Dans le domaine du développement durable, une volonté politique existe pour préserver l’environnement et rationaliser l’exploitation des ressources naturelles. Mais le pays fait face à plusieurs défis sur ce niveau. En 2011, la superficie forestière est évaluée à 9,7 millions ha. Si l’on considère uniquement la superficie des formations forestières (non compris l’alfa) qui est de  près de 6,4 millions ha, le taux moyen de boisement du pays est de l’ordre de 9%, ce qui est en deçà du taux optimal (15 à 20%) nécessaire à l’équilibre écologique environnemental. De même, la dégradation de la qualité de l’air dans les grandes agglomérations urbaines devient un problème préoccupant qui pèse sur la santé publique.
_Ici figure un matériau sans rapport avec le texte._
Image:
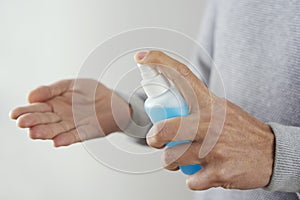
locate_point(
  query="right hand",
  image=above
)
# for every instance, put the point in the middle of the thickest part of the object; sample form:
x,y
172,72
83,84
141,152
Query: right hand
x,y
50,114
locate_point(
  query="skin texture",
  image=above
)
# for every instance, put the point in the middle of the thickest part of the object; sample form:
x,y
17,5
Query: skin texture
x,y
234,149
50,115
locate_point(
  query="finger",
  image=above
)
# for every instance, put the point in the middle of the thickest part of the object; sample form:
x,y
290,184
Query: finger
x,y
45,93
33,119
202,180
158,58
181,155
32,108
175,129
49,131
79,134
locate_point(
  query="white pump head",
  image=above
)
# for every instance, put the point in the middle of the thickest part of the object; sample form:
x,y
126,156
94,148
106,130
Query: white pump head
x,y
154,83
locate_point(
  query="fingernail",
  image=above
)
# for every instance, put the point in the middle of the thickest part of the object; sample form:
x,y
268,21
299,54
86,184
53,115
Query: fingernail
x,y
141,55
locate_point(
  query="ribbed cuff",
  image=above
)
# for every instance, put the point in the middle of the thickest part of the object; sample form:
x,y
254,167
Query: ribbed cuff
x,y
286,169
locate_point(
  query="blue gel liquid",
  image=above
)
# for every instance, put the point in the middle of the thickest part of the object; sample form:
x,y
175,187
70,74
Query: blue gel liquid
x,y
158,113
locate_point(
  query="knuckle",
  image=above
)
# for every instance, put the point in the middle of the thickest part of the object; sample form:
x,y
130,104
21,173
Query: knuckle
x,y
191,185
221,176
168,157
34,134
218,152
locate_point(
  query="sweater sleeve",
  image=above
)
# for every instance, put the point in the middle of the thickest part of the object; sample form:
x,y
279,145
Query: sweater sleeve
x,y
286,169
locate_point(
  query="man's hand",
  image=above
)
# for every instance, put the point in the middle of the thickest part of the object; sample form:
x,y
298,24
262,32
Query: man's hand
x,y
71,111
234,148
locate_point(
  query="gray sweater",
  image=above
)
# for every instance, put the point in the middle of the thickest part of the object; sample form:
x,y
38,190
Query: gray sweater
x,y
255,45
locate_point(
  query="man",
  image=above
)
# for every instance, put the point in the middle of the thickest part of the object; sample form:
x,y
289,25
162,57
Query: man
x,y
255,45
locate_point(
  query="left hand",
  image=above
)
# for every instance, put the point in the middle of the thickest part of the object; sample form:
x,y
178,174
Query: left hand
x,y
235,151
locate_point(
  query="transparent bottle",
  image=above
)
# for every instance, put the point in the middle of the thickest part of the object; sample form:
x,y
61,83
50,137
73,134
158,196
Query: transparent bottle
x,y
164,101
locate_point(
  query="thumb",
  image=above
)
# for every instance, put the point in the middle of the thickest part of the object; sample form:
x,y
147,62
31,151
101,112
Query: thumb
x,y
45,93
202,180
176,71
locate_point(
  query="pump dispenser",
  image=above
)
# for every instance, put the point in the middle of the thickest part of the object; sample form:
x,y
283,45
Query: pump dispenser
x,y
164,101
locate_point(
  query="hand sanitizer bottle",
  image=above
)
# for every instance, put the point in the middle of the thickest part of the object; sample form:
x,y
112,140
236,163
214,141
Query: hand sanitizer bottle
x,y
164,101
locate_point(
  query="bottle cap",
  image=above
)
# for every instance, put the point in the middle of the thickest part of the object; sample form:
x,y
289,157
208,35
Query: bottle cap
x,y
154,83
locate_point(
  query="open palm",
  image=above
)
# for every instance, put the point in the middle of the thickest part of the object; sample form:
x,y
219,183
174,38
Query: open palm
x,y
71,111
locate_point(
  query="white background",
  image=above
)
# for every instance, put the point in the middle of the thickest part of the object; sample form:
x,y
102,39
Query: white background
x,y
44,41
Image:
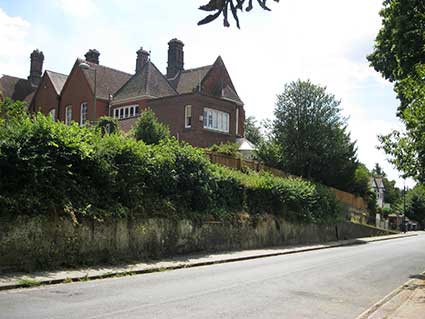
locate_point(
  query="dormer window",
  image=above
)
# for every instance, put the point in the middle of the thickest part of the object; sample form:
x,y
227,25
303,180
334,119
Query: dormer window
x,y
68,115
216,120
83,114
188,116
52,115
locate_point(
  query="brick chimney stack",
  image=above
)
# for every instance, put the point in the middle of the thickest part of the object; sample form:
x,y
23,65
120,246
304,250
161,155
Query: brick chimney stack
x,y
92,56
142,59
175,58
36,67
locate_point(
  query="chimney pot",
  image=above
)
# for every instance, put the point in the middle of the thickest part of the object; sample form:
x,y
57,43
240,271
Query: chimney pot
x,y
36,67
142,58
92,56
175,58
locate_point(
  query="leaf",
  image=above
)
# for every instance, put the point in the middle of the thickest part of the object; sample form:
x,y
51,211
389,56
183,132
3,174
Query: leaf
x,y
226,21
213,5
249,8
262,4
210,18
234,13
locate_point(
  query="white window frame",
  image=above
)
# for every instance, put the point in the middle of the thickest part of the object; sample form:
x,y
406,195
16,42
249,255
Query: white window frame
x,y
216,120
84,108
68,114
188,116
125,112
52,114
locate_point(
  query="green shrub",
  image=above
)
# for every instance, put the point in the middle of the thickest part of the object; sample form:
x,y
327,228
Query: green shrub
x,y
229,149
107,125
47,166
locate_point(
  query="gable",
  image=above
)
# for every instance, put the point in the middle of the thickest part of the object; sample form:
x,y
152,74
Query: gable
x,y
188,81
148,82
108,80
16,88
217,82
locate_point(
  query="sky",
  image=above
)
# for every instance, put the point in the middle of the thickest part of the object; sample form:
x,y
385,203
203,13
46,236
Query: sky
x,y
326,41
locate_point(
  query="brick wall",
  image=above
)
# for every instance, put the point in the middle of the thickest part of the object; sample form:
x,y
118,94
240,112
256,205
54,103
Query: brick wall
x,y
170,110
45,97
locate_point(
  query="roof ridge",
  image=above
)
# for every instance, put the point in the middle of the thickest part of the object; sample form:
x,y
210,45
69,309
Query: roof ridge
x,y
57,72
197,68
12,76
105,67
164,77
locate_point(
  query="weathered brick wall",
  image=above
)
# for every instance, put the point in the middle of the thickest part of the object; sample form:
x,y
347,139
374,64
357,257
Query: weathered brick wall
x,y
42,242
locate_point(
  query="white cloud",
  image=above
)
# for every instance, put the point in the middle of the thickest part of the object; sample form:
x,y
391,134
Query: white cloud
x,y
77,8
15,44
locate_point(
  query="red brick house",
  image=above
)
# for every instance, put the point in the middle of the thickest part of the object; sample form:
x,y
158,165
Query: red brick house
x,y
46,98
77,96
199,105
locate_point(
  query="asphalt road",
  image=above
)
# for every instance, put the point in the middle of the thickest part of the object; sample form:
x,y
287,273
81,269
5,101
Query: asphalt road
x,y
332,283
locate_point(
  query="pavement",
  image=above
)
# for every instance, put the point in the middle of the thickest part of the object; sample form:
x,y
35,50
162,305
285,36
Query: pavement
x,y
337,283
23,280
405,302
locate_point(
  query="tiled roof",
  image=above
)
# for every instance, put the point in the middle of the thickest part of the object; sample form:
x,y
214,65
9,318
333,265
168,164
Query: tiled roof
x,y
230,94
108,80
58,80
149,81
16,88
188,81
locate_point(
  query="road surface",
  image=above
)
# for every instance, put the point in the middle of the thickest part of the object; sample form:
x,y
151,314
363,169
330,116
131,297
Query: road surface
x,y
332,283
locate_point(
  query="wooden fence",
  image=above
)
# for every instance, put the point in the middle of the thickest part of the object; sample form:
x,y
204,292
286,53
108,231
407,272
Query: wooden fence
x,y
348,199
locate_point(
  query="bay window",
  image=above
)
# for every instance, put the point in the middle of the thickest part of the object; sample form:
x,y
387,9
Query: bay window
x,y
216,120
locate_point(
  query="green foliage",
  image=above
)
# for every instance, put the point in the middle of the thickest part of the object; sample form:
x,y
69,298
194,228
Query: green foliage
x,y
415,204
107,125
392,193
222,7
309,137
252,131
230,149
149,130
405,149
12,110
360,184
399,46
49,167
294,199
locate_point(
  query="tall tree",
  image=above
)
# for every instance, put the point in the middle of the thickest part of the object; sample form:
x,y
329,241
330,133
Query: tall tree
x,y
399,55
149,129
406,149
378,171
311,136
252,131
399,46
415,204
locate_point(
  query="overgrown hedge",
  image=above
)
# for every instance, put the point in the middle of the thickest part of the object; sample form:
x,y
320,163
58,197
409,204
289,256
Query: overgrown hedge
x,y
50,167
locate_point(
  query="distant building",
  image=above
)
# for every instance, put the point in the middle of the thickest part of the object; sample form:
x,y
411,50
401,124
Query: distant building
x,y
200,105
377,185
20,89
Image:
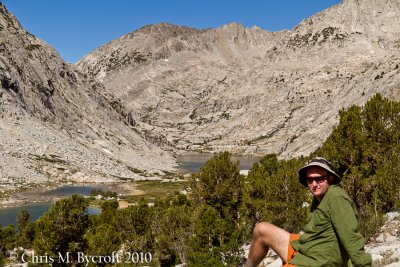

«L’air est de plus en plus pollué, surtout  au niveau des grandes agglomérations qui regroupent à la fois des sources mobiles, en l’occurrence le transport urbain et des sources fixes de pollution, notamment les installations industrielles, énergétiques et artisanales. Le parc automobile marocain est responsable de 50 à 60% de la pollution», note le rapport. Mais le Maroc, animé par une volonté politique au plus haut niveau de l’Etat et renforcé par l’engagement de la société civile et du secteur privé, est résolument décidé à atteindre le septième objectif dans le classement des OMD. Une charte nationale de l’environnement et du développement durable, adoptée en 2011, constitue désormais un référentiel global et structurant pour les politiques publiques sectorielles.